Solidna polisa ubezpieczeniowa

Duet Jones i Murphy sam w sobie może być bardzo intrygujący, nawet w drużynie bez Williamsona. Byli tam, gotowi do pracy, w zespole, w którym występuje supergwiazda, jest ogromnym dobrodziejstwem dla dyrektora Davida Griffina, który teraz w tylnej kieszeni ma ubezpieczenie wysokiej jakości na wypadek, gdyby franczyza musiała przejść DEFCON 1, gdyby Williamson stracił czas ponownie.

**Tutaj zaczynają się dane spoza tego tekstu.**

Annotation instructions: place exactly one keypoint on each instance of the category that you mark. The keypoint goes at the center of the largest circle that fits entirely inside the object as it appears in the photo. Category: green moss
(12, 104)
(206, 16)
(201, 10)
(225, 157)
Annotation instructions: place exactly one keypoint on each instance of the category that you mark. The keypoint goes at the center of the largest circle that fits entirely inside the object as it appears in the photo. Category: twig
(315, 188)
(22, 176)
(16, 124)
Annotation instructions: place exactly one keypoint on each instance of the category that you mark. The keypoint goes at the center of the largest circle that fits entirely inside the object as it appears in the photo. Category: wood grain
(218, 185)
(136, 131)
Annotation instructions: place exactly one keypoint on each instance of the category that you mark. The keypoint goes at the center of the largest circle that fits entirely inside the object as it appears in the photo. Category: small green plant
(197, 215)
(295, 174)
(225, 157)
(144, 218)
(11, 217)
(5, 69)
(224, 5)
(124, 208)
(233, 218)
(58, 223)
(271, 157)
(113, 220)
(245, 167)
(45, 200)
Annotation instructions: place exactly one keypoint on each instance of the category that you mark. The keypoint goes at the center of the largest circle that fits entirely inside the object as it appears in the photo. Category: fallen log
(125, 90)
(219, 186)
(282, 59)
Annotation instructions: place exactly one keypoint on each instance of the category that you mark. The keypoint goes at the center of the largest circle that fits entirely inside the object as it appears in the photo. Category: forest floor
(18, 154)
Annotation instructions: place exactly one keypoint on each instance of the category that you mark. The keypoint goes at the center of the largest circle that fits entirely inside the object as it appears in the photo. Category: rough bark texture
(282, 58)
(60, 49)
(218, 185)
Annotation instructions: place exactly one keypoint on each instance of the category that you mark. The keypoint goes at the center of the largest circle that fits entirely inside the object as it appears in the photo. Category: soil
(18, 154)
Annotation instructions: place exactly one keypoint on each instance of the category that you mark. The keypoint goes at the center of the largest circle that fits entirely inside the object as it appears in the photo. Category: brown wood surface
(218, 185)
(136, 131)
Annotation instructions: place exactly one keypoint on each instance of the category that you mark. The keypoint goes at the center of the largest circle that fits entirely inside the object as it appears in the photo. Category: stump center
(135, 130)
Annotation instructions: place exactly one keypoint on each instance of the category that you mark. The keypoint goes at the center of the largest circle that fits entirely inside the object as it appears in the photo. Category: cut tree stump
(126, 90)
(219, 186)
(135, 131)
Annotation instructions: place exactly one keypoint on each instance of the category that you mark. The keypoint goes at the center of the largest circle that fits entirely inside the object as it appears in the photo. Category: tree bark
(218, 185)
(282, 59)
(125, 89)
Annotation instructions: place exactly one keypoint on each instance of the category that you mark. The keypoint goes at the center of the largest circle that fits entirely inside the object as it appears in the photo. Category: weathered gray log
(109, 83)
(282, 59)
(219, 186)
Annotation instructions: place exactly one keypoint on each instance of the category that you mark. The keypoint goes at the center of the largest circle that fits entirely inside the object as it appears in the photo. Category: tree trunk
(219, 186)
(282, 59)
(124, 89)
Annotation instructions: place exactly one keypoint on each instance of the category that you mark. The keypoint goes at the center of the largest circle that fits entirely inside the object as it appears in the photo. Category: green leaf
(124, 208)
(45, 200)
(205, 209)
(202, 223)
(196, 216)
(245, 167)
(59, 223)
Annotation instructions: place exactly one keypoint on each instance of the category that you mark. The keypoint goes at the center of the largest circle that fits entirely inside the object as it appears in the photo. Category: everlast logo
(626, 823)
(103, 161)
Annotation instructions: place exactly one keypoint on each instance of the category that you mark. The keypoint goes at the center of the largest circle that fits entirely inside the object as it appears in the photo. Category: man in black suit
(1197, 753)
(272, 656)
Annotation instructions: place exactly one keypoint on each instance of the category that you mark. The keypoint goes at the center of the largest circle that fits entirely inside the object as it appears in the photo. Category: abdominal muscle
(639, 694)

Na pewnym poziomie nawet etykietowanie Jonesa i Murphy'ego jako ubezpieczycieli może umniejszać ich indywidualny potencjał. Nie oznacza to, że obaj rozwiną się w odwiecznych All-Stars, ale z pewnością jest w sferze możliwości, że obaj skończą jako początkujący z najwyższej półki, Jones prawdopodobnie wcześniej niż Murphy.

Jeśli tak, to jest to luksus, którego większość zespołów po prostu nie ma, a ponieważ Pelikany pozyskały CJ McCollum w ostatnim sezonie handlowym, podczas gdy Jonas Valanciunas nadal utrzymuje pozycję centralną, Pelikany stworzyły tak wysoką bazę talentów, drużyna może powtórzyć playoffy z poprzedniego sezonu, nawet bez Williamsona.

O ile nie zaznaczono inaczej, wszystkie statystyki za pośrednictwem NBA.com, PBPSstats, Czyszczenie szkła or Koszykówka-Referencja. Wszystkie informacje o wynagrodzeniu za pośrednictwem Spotrac. Wszystkie kursy przez Zakłady sportowe FanDuel.